Sculptures by Brian Jones of the Covid virus and the AstraZeneca vaccine, which are on display at the musuem. Photograph: Gary Calton/The Guardian
Political tensions have inevitably followed. Denny Wilson, a Labour councillor, temporarily lost the whip last year after he broke ranks to back the campaign to save the venue from closure. “Many of the 41,000 people who signed the petition believe that the demolition of the National Glass Centre in Sunderland is the scam of the century, involving millions of pounds, happening in plain sight, right in front of everybody’s faces,” he said.
“Many believe the people of Sunderland are being taken for fools and being deceived into losing a state-of-the-art, multimillion pound, iconic building that can never be replaced.”
Earlier this week Labour finally came out against the demolition. It appears likely they have one eye on the May local elections, when Reform is expected to make significant gains from Labour – and has ambitions to take control of the council.
The university says no one has proposed a way of covering the £800,000 annual subsidy it provides. Photograph: Richard Saker/The Guardian
In a statement after a meeting on Monday, the council’s Labour group said: “We call on the University of Sunderland to immediately halt the planned closure and demolition of the National Glass Centre.
“We ask the University of Sunderland to work with Sunderland city council and its partners to, firstly, review the decision-making process and how the council and the public were potentially led to believe that this was the only option due to the condition of the building; and, secondly, to review the decision with a view to exploring alternative viable options.”

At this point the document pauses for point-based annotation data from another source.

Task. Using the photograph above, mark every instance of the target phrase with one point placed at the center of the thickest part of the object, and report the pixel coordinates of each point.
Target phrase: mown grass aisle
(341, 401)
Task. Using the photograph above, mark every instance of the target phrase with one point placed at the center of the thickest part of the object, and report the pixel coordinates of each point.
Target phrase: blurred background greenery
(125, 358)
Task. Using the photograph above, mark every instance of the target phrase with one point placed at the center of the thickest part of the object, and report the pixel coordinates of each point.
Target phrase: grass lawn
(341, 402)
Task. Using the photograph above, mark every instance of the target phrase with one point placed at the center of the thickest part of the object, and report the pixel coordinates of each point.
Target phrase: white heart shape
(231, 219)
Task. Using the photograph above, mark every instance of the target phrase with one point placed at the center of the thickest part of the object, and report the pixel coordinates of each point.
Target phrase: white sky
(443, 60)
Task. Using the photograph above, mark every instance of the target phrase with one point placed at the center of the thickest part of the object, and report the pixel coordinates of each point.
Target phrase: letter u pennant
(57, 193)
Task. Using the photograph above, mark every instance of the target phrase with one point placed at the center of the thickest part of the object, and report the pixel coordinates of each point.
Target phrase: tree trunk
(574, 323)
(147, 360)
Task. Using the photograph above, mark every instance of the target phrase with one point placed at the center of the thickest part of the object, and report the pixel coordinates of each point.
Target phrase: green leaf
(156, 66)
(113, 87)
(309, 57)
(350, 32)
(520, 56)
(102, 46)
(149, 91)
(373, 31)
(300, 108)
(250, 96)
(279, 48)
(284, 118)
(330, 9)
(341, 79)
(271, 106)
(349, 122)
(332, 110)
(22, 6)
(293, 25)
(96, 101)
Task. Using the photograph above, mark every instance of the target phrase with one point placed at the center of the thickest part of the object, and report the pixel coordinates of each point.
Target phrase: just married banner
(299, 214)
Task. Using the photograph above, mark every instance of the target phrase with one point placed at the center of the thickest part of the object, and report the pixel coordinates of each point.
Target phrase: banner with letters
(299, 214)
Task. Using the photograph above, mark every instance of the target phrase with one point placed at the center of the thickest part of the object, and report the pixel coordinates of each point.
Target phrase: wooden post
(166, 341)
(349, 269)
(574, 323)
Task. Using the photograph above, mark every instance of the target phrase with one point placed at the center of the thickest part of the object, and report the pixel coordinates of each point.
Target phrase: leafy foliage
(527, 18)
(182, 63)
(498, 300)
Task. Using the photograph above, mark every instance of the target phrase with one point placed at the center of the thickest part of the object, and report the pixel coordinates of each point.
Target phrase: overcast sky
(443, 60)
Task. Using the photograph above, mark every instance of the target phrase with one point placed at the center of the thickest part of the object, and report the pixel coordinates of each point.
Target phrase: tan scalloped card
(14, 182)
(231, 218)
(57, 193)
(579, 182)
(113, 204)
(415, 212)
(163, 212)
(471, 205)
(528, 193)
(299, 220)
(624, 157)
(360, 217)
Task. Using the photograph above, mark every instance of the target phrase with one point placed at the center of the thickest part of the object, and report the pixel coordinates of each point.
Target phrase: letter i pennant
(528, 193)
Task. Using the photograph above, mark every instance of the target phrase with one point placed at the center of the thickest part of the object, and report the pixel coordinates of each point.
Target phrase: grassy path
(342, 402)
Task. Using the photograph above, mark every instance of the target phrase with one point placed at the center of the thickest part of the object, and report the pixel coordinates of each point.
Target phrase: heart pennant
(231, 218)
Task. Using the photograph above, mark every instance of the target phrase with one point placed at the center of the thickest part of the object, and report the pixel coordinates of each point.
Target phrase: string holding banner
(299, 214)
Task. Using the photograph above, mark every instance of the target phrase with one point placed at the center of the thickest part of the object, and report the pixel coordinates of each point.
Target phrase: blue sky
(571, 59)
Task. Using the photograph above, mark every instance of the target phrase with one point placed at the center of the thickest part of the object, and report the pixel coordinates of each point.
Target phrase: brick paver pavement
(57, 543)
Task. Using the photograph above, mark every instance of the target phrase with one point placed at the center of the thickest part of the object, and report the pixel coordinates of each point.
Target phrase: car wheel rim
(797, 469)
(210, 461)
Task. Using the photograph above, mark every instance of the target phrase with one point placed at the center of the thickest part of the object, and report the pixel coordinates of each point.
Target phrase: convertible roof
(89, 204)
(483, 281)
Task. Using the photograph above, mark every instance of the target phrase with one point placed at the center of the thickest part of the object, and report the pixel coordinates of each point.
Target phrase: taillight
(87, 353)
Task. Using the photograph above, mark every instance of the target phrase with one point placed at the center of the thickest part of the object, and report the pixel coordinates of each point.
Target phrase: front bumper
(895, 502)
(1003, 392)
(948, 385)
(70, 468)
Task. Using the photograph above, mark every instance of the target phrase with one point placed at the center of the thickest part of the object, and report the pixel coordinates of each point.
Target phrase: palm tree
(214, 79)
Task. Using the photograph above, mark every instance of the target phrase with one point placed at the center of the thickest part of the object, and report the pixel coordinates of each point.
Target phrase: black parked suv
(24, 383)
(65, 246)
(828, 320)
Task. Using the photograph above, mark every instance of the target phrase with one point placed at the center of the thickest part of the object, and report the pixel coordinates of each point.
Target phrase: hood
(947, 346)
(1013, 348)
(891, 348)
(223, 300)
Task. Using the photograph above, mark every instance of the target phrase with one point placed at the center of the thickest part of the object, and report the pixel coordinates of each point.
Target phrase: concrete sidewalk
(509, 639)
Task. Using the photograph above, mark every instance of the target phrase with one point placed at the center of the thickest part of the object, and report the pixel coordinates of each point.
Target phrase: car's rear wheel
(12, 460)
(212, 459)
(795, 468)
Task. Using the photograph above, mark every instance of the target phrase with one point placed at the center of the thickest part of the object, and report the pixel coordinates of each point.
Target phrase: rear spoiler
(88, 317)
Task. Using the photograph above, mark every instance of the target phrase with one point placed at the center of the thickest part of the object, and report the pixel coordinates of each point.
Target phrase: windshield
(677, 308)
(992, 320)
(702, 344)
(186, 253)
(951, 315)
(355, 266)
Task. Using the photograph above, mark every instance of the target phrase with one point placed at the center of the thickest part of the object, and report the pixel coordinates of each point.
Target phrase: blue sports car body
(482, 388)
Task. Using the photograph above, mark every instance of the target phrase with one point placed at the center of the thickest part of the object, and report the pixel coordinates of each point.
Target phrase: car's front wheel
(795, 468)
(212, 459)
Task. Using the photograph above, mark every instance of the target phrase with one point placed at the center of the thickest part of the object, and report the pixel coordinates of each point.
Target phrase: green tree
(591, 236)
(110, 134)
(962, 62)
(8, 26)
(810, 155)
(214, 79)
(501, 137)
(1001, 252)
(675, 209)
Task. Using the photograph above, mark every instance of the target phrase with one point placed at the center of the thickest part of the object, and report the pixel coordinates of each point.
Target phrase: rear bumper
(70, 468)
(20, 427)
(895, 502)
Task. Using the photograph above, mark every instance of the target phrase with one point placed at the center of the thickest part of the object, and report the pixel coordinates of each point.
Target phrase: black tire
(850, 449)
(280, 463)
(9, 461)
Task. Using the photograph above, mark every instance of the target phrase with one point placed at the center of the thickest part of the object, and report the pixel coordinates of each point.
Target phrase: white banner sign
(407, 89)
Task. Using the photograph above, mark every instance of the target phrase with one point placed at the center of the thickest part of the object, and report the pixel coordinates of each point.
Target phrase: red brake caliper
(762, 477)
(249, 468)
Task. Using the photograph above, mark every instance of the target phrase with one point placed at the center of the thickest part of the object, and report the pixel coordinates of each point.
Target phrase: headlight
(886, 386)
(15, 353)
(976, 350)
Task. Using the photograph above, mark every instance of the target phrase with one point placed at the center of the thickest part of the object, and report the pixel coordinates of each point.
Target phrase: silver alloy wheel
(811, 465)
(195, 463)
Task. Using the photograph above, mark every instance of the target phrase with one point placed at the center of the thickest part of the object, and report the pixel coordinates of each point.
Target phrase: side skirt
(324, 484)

A spokesperson for the University of Sunderland said that nobody had come up with a feasible plan to cover the cost of the capital works required on the building, which it insisted range from £14m to £45m.
“Nor has anyone proposed a way of covering the £800,000 annual subsidy provided by the university to cover the NGC’s running costs,” the spokesperson added. “Given that nearly 90% of its income comes from student tuition fees, the university must spend the money on its core purposes of teaching, research and knowledge exchange. It cannot afford the ongoing liability of maintaining and operating a building that does not have a sustainable future.
Many Sunderland residents, however, remain unconvinced. Tom Mulholland, a campaigner who has worked in heritage projects and museums across the UK, said “the successful ones have got a great story to tell, they’ve got a unique selling point”.
The National Glass Centre is one of those, he said, because it “celebrates the heritage of Sunderland, the starting point for glassmaking in the UK. Glass was being brought in by the Romans a long, long time ago, but this is where we started to make it.”